Since it first appeared in December 2015, the SamSam ransomware has raked in almost $6 million by targeting people around the world including India, says a new report from global cybersecurity major Sophos.
While most of known victims of the ransomware (74 per cent) are based in the US, they are spread across several regions, including Britain (8 per cent), Belgium (6 per cent), Canada (5 per cent), Australia (2 percent) and Denmark, the Netherlands, Estonia, the Middle East and India (1 per cent each), the report said.
“The attack method is surprisingly manual and more cat burglar than smash-and-grab. As a result, the attacker can employ countermeasures to evade security tools and if interrupted can delete all trace of itself immediately, to hinder investigation,” Mackenzie added.

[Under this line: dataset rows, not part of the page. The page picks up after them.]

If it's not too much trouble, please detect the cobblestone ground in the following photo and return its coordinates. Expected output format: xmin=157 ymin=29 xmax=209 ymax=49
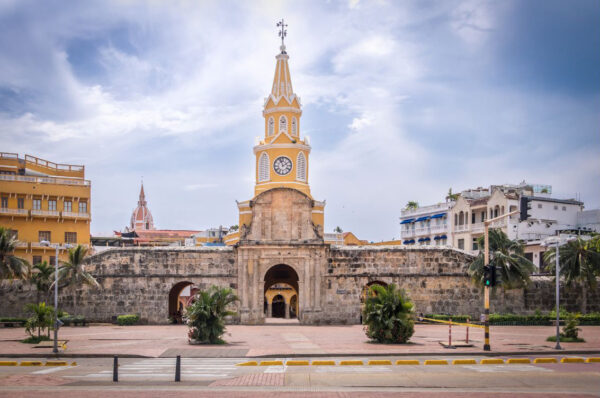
xmin=0 ymin=325 xmax=600 ymax=357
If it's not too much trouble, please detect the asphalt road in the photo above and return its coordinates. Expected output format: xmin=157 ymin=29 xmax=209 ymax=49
xmin=0 ymin=356 xmax=600 ymax=398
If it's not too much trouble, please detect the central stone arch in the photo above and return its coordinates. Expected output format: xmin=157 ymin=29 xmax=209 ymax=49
xmin=263 ymin=264 xmax=300 ymax=319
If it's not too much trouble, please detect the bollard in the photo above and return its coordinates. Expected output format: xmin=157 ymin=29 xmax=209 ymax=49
xmin=175 ymin=355 xmax=181 ymax=381
xmin=465 ymin=318 xmax=471 ymax=344
xmin=113 ymin=355 xmax=119 ymax=382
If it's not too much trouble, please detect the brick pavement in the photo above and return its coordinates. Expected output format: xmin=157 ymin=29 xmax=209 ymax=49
xmin=0 ymin=325 xmax=600 ymax=357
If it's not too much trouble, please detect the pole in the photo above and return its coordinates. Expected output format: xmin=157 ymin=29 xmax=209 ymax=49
xmin=113 ymin=355 xmax=119 ymax=382
xmin=554 ymin=242 xmax=562 ymax=350
xmin=175 ymin=355 xmax=181 ymax=381
xmin=52 ymin=244 xmax=58 ymax=354
xmin=483 ymin=222 xmax=491 ymax=351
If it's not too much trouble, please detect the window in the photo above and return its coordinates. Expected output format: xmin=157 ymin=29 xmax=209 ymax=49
xmin=296 ymin=152 xmax=306 ymax=181
xmin=258 ymin=152 xmax=269 ymax=182
xmin=38 ymin=231 xmax=51 ymax=242
xmin=65 ymin=232 xmax=77 ymax=243
xmin=268 ymin=117 xmax=275 ymax=135
xmin=279 ymin=116 xmax=287 ymax=133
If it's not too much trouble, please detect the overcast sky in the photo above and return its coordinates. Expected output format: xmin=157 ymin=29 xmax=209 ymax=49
xmin=0 ymin=0 xmax=600 ymax=241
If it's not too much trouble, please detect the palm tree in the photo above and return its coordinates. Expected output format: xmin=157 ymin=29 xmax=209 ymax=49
xmin=363 ymin=283 xmax=414 ymax=343
xmin=406 ymin=200 xmax=419 ymax=210
xmin=186 ymin=286 xmax=239 ymax=344
xmin=0 ymin=227 xmax=31 ymax=279
xmin=467 ymin=228 xmax=535 ymax=290
xmin=58 ymin=245 xmax=100 ymax=308
xmin=544 ymin=237 xmax=600 ymax=312
xmin=29 ymin=261 xmax=54 ymax=303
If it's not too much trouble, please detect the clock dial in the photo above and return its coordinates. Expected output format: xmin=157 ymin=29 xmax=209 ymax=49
xmin=273 ymin=156 xmax=292 ymax=176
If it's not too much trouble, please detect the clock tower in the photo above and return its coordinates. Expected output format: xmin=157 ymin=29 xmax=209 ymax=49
xmin=234 ymin=20 xmax=325 ymax=244
xmin=254 ymin=35 xmax=311 ymax=197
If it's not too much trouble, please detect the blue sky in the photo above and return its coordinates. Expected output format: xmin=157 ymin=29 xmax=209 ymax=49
xmin=0 ymin=0 xmax=600 ymax=241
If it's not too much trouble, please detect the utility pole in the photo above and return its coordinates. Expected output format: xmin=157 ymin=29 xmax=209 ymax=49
xmin=483 ymin=210 xmax=519 ymax=351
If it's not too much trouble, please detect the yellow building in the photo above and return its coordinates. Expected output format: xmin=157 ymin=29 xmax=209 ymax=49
xmin=229 ymin=38 xmax=325 ymax=245
xmin=0 ymin=152 xmax=91 ymax=264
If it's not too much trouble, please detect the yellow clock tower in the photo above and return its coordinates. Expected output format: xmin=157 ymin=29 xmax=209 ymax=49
xmin=231 ymin=21 xmax=325 ymax=244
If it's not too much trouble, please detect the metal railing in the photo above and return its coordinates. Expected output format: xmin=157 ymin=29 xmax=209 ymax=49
xmin=0 ymin=174 xmax=91 ymax=186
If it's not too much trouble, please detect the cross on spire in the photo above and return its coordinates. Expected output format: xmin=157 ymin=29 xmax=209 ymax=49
xmin=277 ymin=18 xmax=287 ymax=53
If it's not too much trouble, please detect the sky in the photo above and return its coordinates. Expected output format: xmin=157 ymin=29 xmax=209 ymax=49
xmin=0 ymin=0 xmax=600 ymax=241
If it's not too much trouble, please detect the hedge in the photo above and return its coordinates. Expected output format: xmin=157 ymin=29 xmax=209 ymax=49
xmin=117 ymin=314 xmax=140 ymax=326
xmin=424 ymin=311 xmax=600 ymax=326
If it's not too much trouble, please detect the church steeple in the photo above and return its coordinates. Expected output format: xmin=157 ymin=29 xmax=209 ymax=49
xmin=254 ymin=20 xmax=310 ymax=197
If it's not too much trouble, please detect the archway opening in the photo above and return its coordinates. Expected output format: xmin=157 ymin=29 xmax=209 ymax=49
xmin=169 ymin=281 xmax=197 ymax=323
xmin=264 ymin=264 xmax=299 ymax=319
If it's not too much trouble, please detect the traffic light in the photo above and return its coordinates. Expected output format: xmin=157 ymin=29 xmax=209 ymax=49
xmin=519 ymin=196 xmax=531 ymax=221
xmin=483 ymin=265 xmax=496 ymax=287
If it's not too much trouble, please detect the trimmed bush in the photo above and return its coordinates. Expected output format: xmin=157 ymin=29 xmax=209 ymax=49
xmin=117 ymin=314 xmax=140 ymax=326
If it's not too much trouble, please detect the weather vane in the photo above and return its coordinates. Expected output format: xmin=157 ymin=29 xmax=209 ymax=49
xmin=277 ymin=19 xmax=287 ymax=51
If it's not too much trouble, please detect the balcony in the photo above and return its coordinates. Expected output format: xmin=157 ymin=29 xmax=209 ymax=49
xmin=454 ymin=224 xmax=469 ymax=232
xmin=61 ymin=211 xmax=90 ymax=220
xmin=0 ymin=174 xmax=91 ymax=187
xmin=31 ymin=210 xmax=60 ymax=218
xmin=0 ymin=207 xmax=29 ymax=217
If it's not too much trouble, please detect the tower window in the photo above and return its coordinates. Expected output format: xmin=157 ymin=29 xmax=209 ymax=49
xmin=279 ymin=116 xmax=287 ymax=133
xmin=258 ymin=152 xmax=269 ymax=182
xmin=268 ymin=117 xmax=275 ymax=135
xmin=296 ymin=152 xmax=306 ymax=181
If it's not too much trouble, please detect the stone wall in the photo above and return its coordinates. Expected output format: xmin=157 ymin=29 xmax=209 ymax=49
xmin=0 ymin=245 xmax=600 ymax=324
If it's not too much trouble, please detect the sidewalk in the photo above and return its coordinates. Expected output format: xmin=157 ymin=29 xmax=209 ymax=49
xmin=0 ymin=325 xmax=600 ymax=357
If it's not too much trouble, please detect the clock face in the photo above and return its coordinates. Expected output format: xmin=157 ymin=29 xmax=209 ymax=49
xmin=273 ymin=156 xmax=292 ymax=176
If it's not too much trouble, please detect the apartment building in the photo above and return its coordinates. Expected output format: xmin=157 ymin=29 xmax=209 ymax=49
xmin=0 ymin=152 xmax=91 ymax=264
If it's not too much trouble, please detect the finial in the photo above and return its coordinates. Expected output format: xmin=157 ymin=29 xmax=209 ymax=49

Unlike most ransomware, SamSam is a thorough encryption tool, rendering not only work data files unusable but any programme that is not essential to the operation of a Windows computer, most of which are not routinely backed up, according to the Sophos whitepaper titled “SamSam: The (Almost) Six Million Dollar Ransomware”.
As a result, many victims were not able to recover sufficiently or quickly enough to ensure business continuity and had to pay the ransom, the report added. “Traditional endpoint security is no longer enough to protect against today’s evolving ransomware threats,” Mackenzie added.